How Do Atoms Produce Magnetism? - mickfaraday
https://youtu.be/BtTJi9jKhEM
======
gus_massa
[Reposting a previous comment, with a few minor changes.]

The animations are nice, but the video has a lot of errors. For example:

> _Surface-to-surface transmission of e-shell rotation between aligned shells
> of atoms constitutes electricity._

That is definitively not how electricity work in a wire. The electrons are
moving inside the conductors. (There are some technical details, for example
an electron in a crystal has a different effective mass than an isolated
electron, but they are moving anyway, not rotating.)

> The reason that magnetic action extends beyond the current-carrying wire’s
> apparent surface is that while 99.999% of the electron exists within 430 pm
> of the nucleus, there is a small chance of finding that surface extended to
> incredible distances. In fact, under Quantum Mechanics, the radial
> distribution function for the electron has no limit on reach.

> We imagine the physical extensions of the atomic surface are responsible for
> the action-at-a-distance.
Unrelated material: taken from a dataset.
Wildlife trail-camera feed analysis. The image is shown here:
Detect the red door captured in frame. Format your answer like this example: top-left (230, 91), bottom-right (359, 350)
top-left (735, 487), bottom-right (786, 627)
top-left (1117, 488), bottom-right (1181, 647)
Lateral magnetic motion of conductive rotating
> e-shells thus synergizes between current-aligned wires, pulling them
> together as shown in Figure 2 below (panels A and B).

This effect decays exponentially. A few nanometers away the wave function and
probability density is completely negligible, and so is the effect of the
orbital shape. On the other hand, the effect of magnetism of a wire decays
like 1/r and can easily be measure a few cm away (or more if the magnet is
strong enough). So this part of the explanation is wrong.